Au fur et à mesure que l'esprit devient plus stable et est moins entraîné par le contenu de nos pensées, nous renforçons sa capacité à se concentrer et à être calme.
Si chaque fois qu'une pensée survient, nous la reconnaissons comme une pensée, nous notons son contenu, nous constatons son impact sur nous et sa valeur de vérité, et qu'ensuite nous nous en détachons et que nous revenons à la conscience de notre respiration et de notre corps, alors nous renforçons notre pleine conscience. Nous apprenons à mieux nous connaître et à nous accepter, non comme nous aimerions être, mais comme nous sommes vraiment.
Notre mode de penser
Le mode « penser à » de notre esprit envahit toute notre vie ; consciemment ou non, nous passons la plupart de notre temps à « penser à ». Mais la méditation est un processus différent de la pensée discursive ou de la réflexion. Parce que la méditation n'est pas une pensée, au travers du processus continu d'observation silencieuse, de nouvelles formes de compréhension émergent.
Nous ne sommes pas obligés de nous battre avec les pensées, ni de les juger. Tout simplement, nous pouvons juste choisir de ne pas poursuivre les pensées une fois que nous avons pris conscience de leur existence. Quand nous nous perdons dans les pensées, nous nous identifions fortement à elles. Les pensées balaient notre esprit et l'emportent et en très peu de temps nous pouvons en effet nous trouver bien loin !
Nous sautons dans un train d'association de pensées, sans être conscients que nous avons embarqué, et en ne connaissant certainement pas notre destination. Plus loin sur le trajet, nous nous réveillons et nous constatons que nous avons été emportés pour un tour. Et quand nous descendons du train, nous pouvons être dans un environnement mental tout à fait différent de celui qui était le nôtre quand nous avons embarqué.

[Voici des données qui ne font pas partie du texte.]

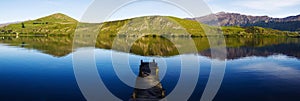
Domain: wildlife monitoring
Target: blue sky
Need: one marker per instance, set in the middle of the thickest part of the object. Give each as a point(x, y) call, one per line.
point(20, 10)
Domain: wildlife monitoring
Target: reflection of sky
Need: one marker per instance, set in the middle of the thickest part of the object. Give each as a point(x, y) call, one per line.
point(279, 66)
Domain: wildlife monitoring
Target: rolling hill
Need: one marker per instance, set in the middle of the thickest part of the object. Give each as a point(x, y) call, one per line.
point(291, 23)
point(60, 24)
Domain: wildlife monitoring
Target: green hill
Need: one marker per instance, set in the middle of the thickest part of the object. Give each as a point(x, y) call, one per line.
point(56, 24)
point(60, 24)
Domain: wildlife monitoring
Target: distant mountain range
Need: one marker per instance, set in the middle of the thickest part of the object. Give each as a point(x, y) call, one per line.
point(291, 23)
point(61, 24)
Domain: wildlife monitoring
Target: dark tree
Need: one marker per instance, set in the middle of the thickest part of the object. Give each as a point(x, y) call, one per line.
point(23, 26)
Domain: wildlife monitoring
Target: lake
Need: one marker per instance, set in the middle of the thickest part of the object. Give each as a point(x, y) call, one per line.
point(257, 69)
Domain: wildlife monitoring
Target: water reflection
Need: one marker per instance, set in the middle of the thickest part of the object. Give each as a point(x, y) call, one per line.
point(148, 77)
point(159, 46)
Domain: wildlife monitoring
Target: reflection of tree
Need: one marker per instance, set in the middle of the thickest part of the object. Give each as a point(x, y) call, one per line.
point(148, 77)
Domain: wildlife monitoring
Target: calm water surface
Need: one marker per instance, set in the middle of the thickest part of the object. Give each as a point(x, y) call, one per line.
point(253, 73)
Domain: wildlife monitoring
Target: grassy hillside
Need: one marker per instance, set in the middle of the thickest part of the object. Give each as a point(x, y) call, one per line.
point(56, 24)
point(60, 24)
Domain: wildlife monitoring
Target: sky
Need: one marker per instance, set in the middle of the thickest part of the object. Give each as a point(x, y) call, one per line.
point(22, 10)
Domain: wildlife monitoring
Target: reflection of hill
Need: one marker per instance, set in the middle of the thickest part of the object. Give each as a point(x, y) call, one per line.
point(158, 46)
point(292, 50)
point(55, 46)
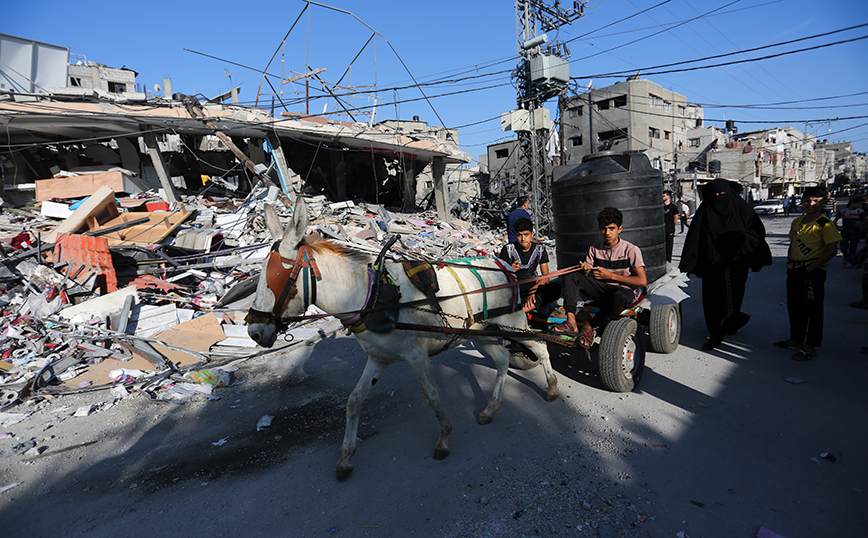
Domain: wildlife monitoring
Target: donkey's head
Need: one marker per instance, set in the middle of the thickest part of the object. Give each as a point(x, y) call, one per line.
point(276, 294)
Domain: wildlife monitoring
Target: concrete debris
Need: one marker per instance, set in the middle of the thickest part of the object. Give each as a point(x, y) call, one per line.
point(139, 296)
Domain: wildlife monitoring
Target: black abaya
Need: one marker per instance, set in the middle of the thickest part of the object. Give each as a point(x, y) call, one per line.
point(725, 239)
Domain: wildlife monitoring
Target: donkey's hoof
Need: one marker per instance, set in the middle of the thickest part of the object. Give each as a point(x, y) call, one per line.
point(342, 473)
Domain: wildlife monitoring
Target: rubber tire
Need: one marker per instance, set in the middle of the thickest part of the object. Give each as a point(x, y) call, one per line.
point(622, 336)
point(521, 357)
point(664, 328)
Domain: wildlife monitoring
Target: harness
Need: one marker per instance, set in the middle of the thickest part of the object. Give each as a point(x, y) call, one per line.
point(281, 276)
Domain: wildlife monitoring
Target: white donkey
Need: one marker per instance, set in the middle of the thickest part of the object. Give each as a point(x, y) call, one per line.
point(289, 278)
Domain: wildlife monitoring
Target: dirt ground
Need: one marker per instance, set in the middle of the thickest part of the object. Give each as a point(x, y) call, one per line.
point(715, 444)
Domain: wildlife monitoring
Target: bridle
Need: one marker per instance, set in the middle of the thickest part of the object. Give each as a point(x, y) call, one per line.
point(281, 277)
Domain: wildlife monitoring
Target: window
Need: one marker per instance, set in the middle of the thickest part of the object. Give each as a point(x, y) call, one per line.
point(612, 136)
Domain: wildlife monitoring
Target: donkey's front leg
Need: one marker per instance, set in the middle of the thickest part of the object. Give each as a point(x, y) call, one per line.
point(420, 363)
point(373, 372)
point(494, 349)
point(542, 354)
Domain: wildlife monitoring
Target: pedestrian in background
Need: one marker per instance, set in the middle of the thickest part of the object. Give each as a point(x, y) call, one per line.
point(670, 218)
point(813, 242)
point(685, 214)
point(725, 239)
point(852, 218)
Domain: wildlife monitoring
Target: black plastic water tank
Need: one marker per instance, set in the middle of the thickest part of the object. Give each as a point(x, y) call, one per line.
point(626, 181)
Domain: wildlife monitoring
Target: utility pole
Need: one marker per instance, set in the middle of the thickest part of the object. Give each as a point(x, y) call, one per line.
point(540, 75)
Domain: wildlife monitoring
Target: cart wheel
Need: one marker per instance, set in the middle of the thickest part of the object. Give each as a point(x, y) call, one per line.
point(521, 357)
point(621, 355)
point(665, 328)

Prenez quelques instants, maintenant, pour examiner les pensées qui naissent dans votre esprit. A titre d'exercice, vous pouvez fermer les yeux et vous imaginer au cinéma, occupé à regarder un écran vide. Attendez l'arrivée des pensées ; comme vous n'êtes occupé à rien d'autre que d'attendre les pensées, vous pouvez en devenir conscient très rapidement.
Que sont-elles exactement ? Que leur arrive-t-il ? Les pensées sont comme des apparitions magiques qui semblent réelles quand elles nous absorbent, mais qui s'évanouissent si nous les inspectons. Mais qu'en est-il des pensées très fortes qui nous déstabilisent ? Nous regardons, regardons, regardons, puis tout d'un coup, nous voilà partis, perdus dans une pensée. De quoi s'agit-il ? Quels sont les états d'esprit ou les formes de pensées particulières qui nous attrapent encore et encore, de sorte que nous oublions qu'elles sont simplement des phénomènes vides et transitoires ?

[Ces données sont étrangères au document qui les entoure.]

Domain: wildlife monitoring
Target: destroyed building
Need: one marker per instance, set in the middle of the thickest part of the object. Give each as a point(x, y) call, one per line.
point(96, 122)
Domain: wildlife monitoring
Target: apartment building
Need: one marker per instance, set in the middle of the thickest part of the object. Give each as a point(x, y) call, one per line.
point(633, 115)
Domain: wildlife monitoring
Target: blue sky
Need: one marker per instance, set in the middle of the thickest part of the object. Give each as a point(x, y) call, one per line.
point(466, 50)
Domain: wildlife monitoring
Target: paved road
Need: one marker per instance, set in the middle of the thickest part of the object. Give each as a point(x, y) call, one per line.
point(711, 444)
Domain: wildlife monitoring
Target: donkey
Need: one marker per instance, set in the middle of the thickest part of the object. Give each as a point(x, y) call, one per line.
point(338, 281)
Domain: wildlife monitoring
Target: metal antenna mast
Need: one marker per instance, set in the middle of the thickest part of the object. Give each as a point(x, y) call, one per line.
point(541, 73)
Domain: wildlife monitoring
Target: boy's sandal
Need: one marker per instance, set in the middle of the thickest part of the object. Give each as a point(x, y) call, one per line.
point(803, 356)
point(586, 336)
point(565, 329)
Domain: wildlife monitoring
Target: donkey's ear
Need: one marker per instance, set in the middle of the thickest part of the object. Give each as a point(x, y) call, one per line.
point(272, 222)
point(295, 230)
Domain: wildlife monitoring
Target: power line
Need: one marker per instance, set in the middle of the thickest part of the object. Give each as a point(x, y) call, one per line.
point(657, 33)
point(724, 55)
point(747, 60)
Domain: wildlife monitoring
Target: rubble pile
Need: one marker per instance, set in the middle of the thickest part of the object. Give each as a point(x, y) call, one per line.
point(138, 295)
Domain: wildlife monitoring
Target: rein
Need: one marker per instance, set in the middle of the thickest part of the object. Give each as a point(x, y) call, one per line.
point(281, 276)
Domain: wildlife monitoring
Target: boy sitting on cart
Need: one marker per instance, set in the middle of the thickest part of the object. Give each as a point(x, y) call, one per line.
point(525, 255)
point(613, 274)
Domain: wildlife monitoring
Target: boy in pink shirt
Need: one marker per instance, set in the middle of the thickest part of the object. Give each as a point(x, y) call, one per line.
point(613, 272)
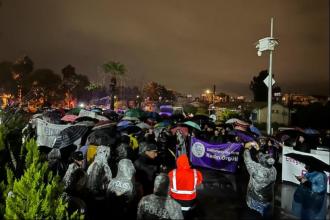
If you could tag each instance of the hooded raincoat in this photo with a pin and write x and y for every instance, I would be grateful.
(159, 205)
(260, 190)
(99, 173)
(121, 192)
(123, 184)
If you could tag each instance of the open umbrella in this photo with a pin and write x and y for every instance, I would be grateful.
(310, 161)
(200, 117)
(162, 124)
(311, 131)
(232, 121)
(101, 118)
(143, 125)
(183, 130)
(255, 130)
(177, 118)
(124, 123)
(153, 115)
(244, 136)
(104, 124)
(86, 118)
(131, 129)
(112, 115)
(69, 135)
(193, 125)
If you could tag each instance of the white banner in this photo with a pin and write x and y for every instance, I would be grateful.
(292, 168)
(47, 132)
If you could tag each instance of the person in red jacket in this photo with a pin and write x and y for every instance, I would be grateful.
(183, 183)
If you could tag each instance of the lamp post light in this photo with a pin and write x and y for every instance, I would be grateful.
(268, 44)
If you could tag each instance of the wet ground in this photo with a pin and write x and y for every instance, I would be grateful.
(222, 196)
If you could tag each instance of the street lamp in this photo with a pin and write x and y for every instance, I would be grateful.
(268, 44)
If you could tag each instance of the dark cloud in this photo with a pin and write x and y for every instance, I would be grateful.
(187, 45)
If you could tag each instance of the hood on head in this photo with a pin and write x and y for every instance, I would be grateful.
(125, 169)
(54, 154)
(182, 162)
(265, 160)
(102, 154)
(161, 185)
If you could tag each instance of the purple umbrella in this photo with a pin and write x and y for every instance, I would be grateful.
(244, 136)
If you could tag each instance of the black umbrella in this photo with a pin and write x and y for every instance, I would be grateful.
(69, 135)
(99, 137)
(131, 129)
(86, 118)
(310, 161)
(200, 118)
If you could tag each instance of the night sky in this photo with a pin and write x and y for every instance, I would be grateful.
(186, 45)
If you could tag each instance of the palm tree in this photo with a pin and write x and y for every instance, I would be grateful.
(113, 69)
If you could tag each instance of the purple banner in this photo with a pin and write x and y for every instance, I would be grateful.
(215, 156)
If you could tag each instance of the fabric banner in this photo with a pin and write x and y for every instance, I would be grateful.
(47, 132)
(85, 113)
(292, 168)
(215, 156)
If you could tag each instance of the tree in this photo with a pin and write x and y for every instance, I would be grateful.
(74, 84)
(46, 82)
(258, 87)
(21, 68)
(37, 194)
(114, 69)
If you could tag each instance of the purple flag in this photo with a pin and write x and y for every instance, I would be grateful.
(215, 156)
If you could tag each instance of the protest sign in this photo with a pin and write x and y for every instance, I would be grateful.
(215, 156)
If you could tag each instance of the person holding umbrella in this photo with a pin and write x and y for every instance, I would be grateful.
(314, 178)
(260, 190)
(309, 200)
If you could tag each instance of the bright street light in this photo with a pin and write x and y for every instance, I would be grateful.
(268, 44)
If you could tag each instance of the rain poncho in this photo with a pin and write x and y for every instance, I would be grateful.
(146, 169)
(55, 162)
(260, 190)
(159, 205)
(123, 183)
(99, 173)
(121, 192)
(318, 181)
(124, 151)
(68, 177)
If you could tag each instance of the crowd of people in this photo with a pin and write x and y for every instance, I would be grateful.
(121, 171)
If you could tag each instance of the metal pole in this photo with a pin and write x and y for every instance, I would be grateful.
(270, 77)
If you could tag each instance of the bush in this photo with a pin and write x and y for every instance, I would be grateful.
(38, 193)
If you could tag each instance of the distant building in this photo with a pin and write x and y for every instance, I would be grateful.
(300, 99)
(280, 114)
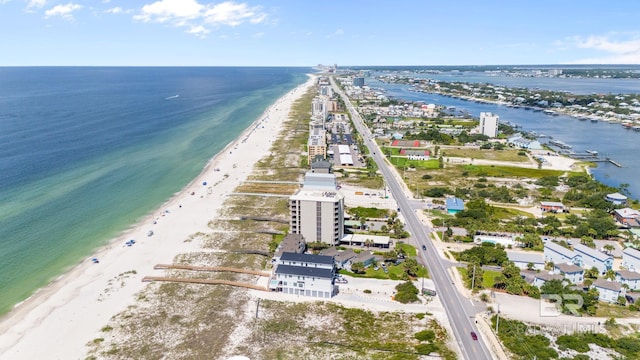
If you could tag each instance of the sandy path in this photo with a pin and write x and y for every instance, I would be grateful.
(60, 319)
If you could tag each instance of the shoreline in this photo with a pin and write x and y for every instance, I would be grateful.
(57, 320)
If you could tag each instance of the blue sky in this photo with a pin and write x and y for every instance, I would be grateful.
(306, 33)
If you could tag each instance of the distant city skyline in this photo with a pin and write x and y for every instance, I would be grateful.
(303, 33)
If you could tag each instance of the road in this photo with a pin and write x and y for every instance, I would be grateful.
(460, 310)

Il est surprenant de constater le pouvoir énorme que nous accordons inconsciemment à ces pensées non désirées : « Fais ceci, dis cela, souviens toi, planifie, juge ». Elles ont le pouvoir de nous faire perdre la raison et souvent elles le font !
Le type de pensées que nous avons, et l'impact qu'elles ont sur nos vies dépendent de notre compréhension des choses. Si nous sommes dans cet état d'esprit volontaire et perspicace qui voit simplement les pensées naître et passer, alors le type de pensées qui apparaissent importe peu ; nous pouvons regarder nos pensées comme le spectacle éphémère qu'elles sont en réalité.
De la pensée, naît l'action. De l'action résulte toutes sortes de conséquences. Dans quelles pensées allons nous nous investir ? Notre tâche est d'essayer de les voir avec lucidité de manière à pouvoir décider sur lesquelles nous voulons agir, et celles que nous souhaitons simplement laisser passer.